Up until now, about all you could do with obnoxious and/or hormonal adolescent is threaten to send them to juvie boot camp, a boarding school run by some strict religious sect, military school or Grampa’s farm (and we all know that old geezer won’t take no sass and no nonsense.) Ahhh, but now, the gloves are off and it’s no hold barred for Nebraskan parents whose state motto is “Possibilities…endless.”
Did your kid go to the mall to get jeans but instead came home with a stud in the tongue, a ring in the nose, an eyebrow piercing and a new BFF who’s Goth? Is your daughter dating a guy twice her age with serpent tats and a Harley you can hear in the next county? Is your son wearing tees emblazoned with swastikas and hiding his copy of Mein Kampf under the mattress instead of issues of Penthouse? Are you at your wits’ end that your (formerly) adorable little Amber is screaming, ”I hate you I hate you I hate you I wish you were dead!” as she slams her bedroom door in your face? Is it trying that once-trustworthy Trevor is tanking up on your Tanqueray and taking his girlfriends up to the king-size waterbed in your bedroom when you’re out? Did somebody under the age of 19 just get the 3rd speeding ticket and drive your insurance cost through the roof (as well as eating you out of house and home when he’s not getting in trouble with the cops)? Does your house reek of weed even though the kids tell you it’s your latest Glade Plug-In air freshener?

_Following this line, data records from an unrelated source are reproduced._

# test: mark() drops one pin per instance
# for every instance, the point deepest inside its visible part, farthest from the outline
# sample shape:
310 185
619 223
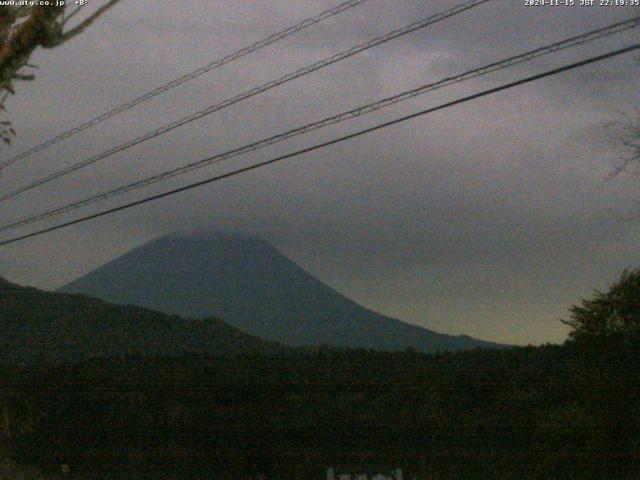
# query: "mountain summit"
252 286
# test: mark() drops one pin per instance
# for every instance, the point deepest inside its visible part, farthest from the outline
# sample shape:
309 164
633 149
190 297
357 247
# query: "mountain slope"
38 326
251 285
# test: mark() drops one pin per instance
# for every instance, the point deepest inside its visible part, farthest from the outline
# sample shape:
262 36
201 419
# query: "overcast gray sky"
489 218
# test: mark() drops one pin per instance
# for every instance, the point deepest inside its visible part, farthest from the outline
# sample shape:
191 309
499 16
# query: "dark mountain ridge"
254 287
43 326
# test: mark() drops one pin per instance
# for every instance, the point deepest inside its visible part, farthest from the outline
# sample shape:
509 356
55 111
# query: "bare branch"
85 23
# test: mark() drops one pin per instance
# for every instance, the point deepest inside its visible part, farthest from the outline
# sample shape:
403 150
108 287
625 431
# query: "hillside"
254 287
37 326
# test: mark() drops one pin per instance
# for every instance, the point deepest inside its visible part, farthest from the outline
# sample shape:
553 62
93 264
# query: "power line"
319 146
186 78
362 110
251 93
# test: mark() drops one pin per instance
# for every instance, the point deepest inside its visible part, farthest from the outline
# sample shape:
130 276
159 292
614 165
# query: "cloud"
489 218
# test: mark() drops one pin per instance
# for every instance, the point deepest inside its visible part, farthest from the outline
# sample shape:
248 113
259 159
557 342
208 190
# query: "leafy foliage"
616 311
24 28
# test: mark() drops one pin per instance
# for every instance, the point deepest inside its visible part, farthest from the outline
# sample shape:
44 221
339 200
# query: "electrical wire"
251 93
319 146
186 78
362 110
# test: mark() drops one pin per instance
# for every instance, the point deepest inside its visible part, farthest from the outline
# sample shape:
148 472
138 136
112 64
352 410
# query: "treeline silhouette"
548 412
567 411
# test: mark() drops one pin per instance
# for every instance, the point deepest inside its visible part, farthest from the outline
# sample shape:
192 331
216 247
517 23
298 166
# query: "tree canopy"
616 311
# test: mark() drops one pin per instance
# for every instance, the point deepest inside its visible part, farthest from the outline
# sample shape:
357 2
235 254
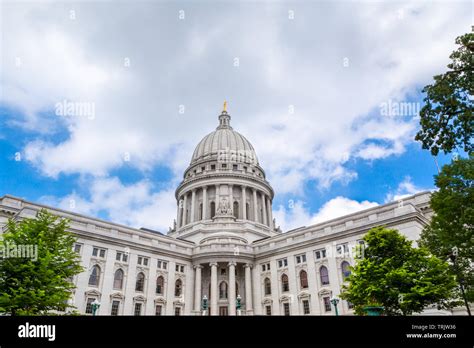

No more need to raise your voices or make idle threats…if you live in Nebraska, that is. If you don’t and you have kids from 9-19, you might want to consider moving there. It might have seemed like a bright idea twelve years ago to have three kids spaced out a year apart. Now, well, you just might be seeing that from a little differently POV. No more need to go through a rough patch with your teens or wait for one of those awful “phases” to end.
The half-witted legislators who bungled this half-baked bill are leaving it up to the courts to sort out, of course. And we all know how fast the hand of jurisprudence moves, don’t we? In the meantime, “foundling” and “orphan” may take on a whole new meaning in the Midwest.